The sector has seen a rising weight of institutional capital, a strengthening selection of REITs and a growing level of overseas investors. Overseas capital has significantly increased, accounting for 72% of healthcare transaction volumes in 2020, markedly above the 41% share seen across the last five years.
The most significant deals were focused on the private hospital market, with North American REITs expanding their presence in the UK. European entrants have also been involved in some hugely significant deals already in 2021. French operator Korian made its entry into the UK elderly sector and Belgian REIT Cofinimmo acquired assets in the Irish market. Both transactions restored confidence and signal overseas capital is likely to play a critical role in the sector in 2021 and beyond, Knight Frank said.
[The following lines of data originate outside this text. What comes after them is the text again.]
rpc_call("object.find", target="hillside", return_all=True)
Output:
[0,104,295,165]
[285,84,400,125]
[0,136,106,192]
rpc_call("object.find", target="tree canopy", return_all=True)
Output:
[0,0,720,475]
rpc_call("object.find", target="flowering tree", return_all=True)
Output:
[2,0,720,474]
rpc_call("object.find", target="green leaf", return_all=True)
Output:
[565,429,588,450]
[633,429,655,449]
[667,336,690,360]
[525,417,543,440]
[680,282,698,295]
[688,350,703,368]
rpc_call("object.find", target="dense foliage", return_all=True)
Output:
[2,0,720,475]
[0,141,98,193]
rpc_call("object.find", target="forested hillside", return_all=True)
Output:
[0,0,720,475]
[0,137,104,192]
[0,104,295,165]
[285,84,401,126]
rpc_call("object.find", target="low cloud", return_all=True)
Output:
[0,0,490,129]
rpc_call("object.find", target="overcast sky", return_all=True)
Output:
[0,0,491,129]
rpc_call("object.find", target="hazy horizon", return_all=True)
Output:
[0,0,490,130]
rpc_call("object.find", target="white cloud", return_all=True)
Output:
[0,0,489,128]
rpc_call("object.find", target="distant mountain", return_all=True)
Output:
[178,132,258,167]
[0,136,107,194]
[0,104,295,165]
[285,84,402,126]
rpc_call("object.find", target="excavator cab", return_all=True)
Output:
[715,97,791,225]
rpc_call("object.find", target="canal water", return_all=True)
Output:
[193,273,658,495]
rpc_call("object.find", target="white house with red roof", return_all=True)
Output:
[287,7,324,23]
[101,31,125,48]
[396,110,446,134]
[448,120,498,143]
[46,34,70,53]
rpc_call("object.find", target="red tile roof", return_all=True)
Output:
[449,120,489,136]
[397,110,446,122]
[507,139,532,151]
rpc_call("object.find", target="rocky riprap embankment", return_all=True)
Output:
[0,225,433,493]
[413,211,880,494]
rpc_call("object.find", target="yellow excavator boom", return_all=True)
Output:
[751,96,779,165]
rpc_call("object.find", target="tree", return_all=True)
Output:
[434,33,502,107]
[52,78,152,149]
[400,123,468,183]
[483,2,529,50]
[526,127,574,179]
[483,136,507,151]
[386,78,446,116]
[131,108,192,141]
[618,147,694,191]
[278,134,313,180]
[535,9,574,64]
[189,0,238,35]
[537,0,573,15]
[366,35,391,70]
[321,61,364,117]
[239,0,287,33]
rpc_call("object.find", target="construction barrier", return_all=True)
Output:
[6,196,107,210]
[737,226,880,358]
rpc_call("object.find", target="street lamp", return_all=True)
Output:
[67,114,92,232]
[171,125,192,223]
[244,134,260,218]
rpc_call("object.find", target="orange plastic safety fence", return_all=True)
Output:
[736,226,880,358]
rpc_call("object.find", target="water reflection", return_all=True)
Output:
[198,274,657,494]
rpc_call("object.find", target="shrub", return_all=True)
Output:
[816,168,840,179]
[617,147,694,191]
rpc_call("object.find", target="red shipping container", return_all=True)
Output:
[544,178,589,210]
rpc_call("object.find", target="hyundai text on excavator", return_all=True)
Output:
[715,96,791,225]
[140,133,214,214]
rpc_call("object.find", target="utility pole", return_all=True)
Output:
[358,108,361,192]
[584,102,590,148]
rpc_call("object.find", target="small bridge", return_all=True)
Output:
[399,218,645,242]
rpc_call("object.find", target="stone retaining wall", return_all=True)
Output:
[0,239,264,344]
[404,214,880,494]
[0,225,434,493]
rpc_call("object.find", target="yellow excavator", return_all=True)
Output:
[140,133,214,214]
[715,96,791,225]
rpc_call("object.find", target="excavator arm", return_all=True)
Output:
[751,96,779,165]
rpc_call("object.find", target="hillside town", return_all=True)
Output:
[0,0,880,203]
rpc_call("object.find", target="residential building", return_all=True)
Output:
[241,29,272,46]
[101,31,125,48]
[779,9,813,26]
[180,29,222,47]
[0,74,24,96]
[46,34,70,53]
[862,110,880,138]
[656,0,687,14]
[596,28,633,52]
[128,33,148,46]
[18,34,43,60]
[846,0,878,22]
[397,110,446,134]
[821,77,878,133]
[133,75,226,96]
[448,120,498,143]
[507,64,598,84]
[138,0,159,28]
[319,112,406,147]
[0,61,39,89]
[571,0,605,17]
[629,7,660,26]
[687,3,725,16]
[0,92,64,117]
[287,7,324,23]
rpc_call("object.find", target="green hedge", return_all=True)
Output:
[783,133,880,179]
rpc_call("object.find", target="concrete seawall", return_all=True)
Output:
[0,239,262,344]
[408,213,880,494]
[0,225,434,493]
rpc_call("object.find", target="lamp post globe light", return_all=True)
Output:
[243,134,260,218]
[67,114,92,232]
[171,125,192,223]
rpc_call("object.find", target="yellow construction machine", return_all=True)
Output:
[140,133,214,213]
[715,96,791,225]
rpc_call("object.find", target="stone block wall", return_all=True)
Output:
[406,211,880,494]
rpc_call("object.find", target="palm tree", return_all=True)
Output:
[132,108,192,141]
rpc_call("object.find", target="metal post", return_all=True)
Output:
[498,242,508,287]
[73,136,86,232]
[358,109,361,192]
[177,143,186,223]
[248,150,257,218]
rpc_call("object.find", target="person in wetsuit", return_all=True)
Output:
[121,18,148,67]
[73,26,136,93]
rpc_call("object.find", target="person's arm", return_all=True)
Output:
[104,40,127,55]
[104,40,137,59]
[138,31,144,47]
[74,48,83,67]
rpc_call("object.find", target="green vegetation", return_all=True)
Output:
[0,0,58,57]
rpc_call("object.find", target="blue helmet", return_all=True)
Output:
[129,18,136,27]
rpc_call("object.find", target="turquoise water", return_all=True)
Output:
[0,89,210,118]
And there is more to come, according to Knight Frank. High-profile healthcare property deals that are on the market and in the pipeline include mental health services provider Elysium Healthcare (£900M), children’s care and education services provider Keys Group (£250M) in addition to another £3B of specialist (mental health, learning disability) providers and £1B of broader healthcare property transactions. England’s largest mental healthcare provider, The Priory Group, was sold to private equity group Waterland for £1.1B at the start of 2021.
Despite healthy investment flows, the pandemic has posed an unprecedented operational challenge for the sector, with hospitals, care homes, GP practices and other specialist healthcare facilities adopting stringent infection control measures, often at a cost, and private sector workforces being stretched in many of the same ways as the NHS. The greatest concerns were understandably focused on the elderly care homes, which impacted investment volumes. The elderly care sector represented 18% of all healthcare property investment, compared to 39% across the last five years.
The strong fundamentals driving the need for healthcare real estate meant that the healthcare property sector outperformed the rest of the commercial real estate sector, with returns in the sector holding strong at 6.3% in 2020, whilst the wider sector saw returns below the long-term average, Knight Frank said. With a growing pool of investors and a diverse range of different asset types, healthcare transaction volumes have increased year-on-year since 2016 in contrast to deal volumes in the wider commercial real estate market, which have stagnated and fallen in recent years.